Kepemimpinan dan Ketauladanan Salman Al-Farisi
Sosok pemimpin itu
adalah Salman al Farisi, salah seorang sahabat Rasulullah. Tatkala masa
kekhalifahan Umar bin Khattab, Salman diangkat untuk menjadi Gubernur Kufah.
Mendengar gubernur baru akan datang, para penduduk Kufah lantas memadati jalan
raya untuk menyambut kedatangannya. Mereka menyangka Sang Gubernur akan
diiringi oleh rombongan besar pasukan. Namun ternyata mereka salah, Salman al
Farisi datang ke kota itu sendirian dan hanya menunggang seekor keledai. Dia
duduk di atasnya sambil memegang tulang berdaging yang digigitnya sedikit demi
sedikit.
Melihat ada orang
asing yang datang, maka para penduduk pun bertanya. “Apakah di jalan kau
melihat Salman al Farisi yang diutus oleh Khalifah Umar bin Khattab?”
“Akulah Salman al
Farisi,” jawabnya singkat
“Jangan mengejek dan
mencibir kami, seperti Bani Israil ketika berkata kepada Musa, ‘Apakah
engkau mengejek kami?’ Musa menjawab, ‘Aku berlindung kepada Allah sekiranya
menjadi seorang dari orang-orang yang jahil.” Kata penduduk Kufah mengutip
surah al Baqarah ayat 67.
“Aku berlindung kepada
Allah sekiranya aku menjadi satu dari orang-orang yang jahil.
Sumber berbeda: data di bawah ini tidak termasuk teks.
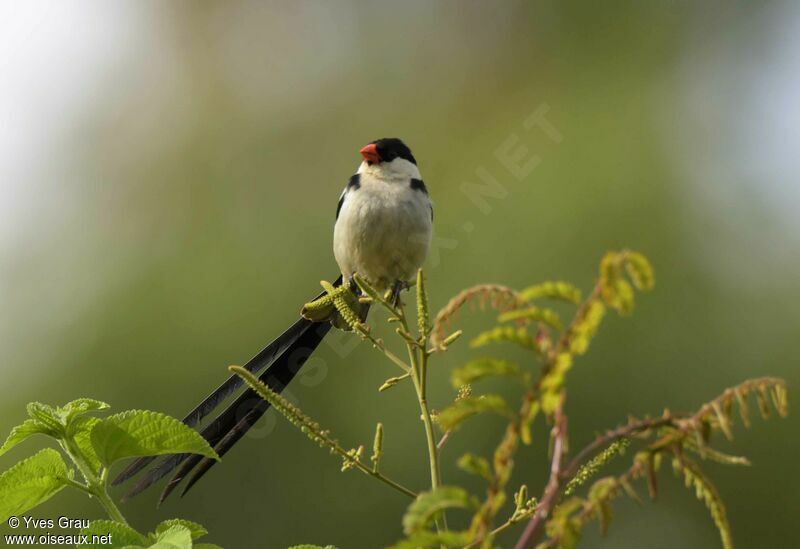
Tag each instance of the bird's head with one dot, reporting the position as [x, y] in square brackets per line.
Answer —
[389, 156]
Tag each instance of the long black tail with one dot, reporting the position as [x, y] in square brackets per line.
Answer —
[280, 360]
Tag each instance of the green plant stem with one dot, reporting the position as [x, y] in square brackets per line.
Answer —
[419, 369]
[95, 486]
[503, 527]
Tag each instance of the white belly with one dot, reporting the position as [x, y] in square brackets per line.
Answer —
[383, 232]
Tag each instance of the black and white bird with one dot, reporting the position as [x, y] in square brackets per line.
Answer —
[383, 232]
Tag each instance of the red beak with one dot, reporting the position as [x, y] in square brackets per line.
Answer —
[370, 153]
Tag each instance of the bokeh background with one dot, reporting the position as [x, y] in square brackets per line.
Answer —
[169, 175]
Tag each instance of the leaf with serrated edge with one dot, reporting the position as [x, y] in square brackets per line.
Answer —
[122, 535]
[197, 530]
[46, 415]
[31, 482]
[21, 432]
[476, 370]
[455, 414]
[138, 433]
[428, 505]
[174, 537]
[81, 431]
[80, 406]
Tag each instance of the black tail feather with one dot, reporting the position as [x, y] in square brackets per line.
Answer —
[263, 359]
[235, 421]
[292, 348]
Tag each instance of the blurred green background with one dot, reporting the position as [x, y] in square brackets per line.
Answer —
[169, 177]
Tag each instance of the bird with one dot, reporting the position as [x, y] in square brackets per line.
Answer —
[382, 233]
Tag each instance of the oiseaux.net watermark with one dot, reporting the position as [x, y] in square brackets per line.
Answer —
[29, 530]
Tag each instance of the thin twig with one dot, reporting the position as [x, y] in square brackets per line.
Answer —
[535, 527]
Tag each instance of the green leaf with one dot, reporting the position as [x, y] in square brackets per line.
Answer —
[455, 414]
[31, 482]
[78, 407]
[640, 271]
[47, 416]
[80, 429]
[485, 367]
[534, 314]
[426, 538]
[174, 537]
[552, 290]
[197, 530]
[138, 433]
[122, 535]
[429, 505]
[475, 465]
[506, 334]
[21, 432]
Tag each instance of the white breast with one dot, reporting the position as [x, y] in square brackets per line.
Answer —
[383, 231]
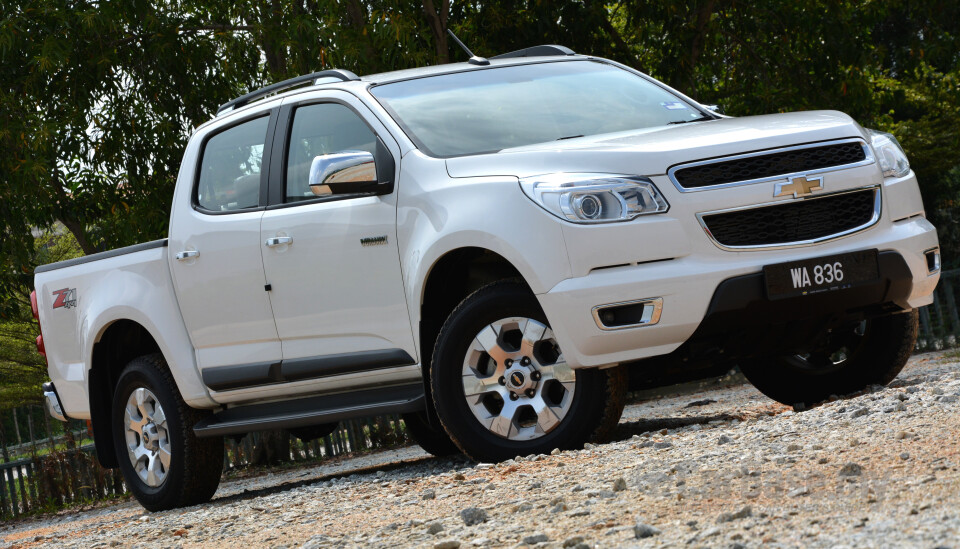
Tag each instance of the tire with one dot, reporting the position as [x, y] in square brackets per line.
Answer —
[191, 472]
[584, 405]
[313, 432]
[430, 436]
[868, 353]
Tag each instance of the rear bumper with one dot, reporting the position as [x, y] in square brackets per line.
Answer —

Ini bukan
waktunya lagi untuk bercanda,” kata Salman.
Para penduduk tidak
mempercayai keadaan Salman. Bagaimana tidak? Sebab penduduk Irak hidup
berdampingan dengan negara Persia yang memiliki istana yang megah dan menjulang
tinggi yang dipenuhi emas, perah, sutra dan permadani yang indah. Penduduk
Kufah mengira bahwa agama Islam adalah agama yang megah dan mewah. Tapi
ternyata mereka salah.
Salman pun berkata,
“Tidak, kami datang secara bersahaja. Kami hidup untuk jiwa, dan kami datang
untuk mengangkat derajat iman di dalam hati.”
Salman pun menjadi
Gubernur Kufah dan ia mendapatkan gaji dari Umar ibnu Khattab. Ia membagi
gajinya menjadi 3 bagian, sepertiga untuk dirinya, sepertiga untuk hadiah dan
sepertiga sisanya untuk sedekah. Menjelang wafat, dalam keadaan masih menjadi
gubernur, para penduduk melihat harta warisan yang akan ditinggalkannya. Ternyata
harta yang dimilikinya hanyalah sorabn besar yang ia gunakan untuk alas duduk
ketika ada tamu yang datang serta ia gunakan untuk duduk di pengadilan yang ia
adakan. Selain itu, ia memiliki sebuah tongkat yang ia gunakan untuk bertopang,
berkhutbah dan menjaga diri; serta sebuah wadah untuk makan, mandi dan
berwudhu.
Saat sakaratul maut,
Salman menangis. Penduduk Kufah pun bertanya, “Kenapa engkau menangis?”
“Aku menangis karena Rasulullah shallallahualaihi wasallam pernah bersabda kepada kami, Hendaklah bekal kalian di dunia seperti bekal orang yang bepergian. Sementara kita semua lebih suka menumpuk harta dunia.” Demikian Salman mengutip hadits yang diriwayatkan Ahmad.
Penduduk lantas
menjawab, “Semoga Allah mengampunimu. Lantas sebanyak apa harta yang kau miliki
Salman?”
“Apa kalian meremehkan
ini? Aku takut pada hari kiamat akan ditanya tentang sorban, tongkat dan wadah
ini”
Sungguh sebuah kisah
yang sangat mulia tentang betapa zuhudnya seorang Salman al Farisi. Di saat
para pemimpin berebutan kekuasaan, berebutan harta dan kekayaan, beliau hidup
dengan sangat sederhana tanpa memiliki harta sama sekali. Begitu takutnya
beliau akan tanggung jawab yang harus diberikannya kepada Allah di hari kiamat
tentang hartanya yang hanya berupa sorban, tongkat dan wadah. Sementara, banyak
sekali orang yang tidak lagi peduli dari mana hartanya berasal, dan tidak lagi
takut akan pertanggungjawabannya kelak di hari akhir.
Mungkin kita semua
tidak dapat sezuhud beliau, tapi semoga kita semua bisa menjaga diri kita untuk
mengumpulkan harta yang haram dan tidak jelas asal usulnya, Semoga kisah ini bermanfaat bagi kita semua.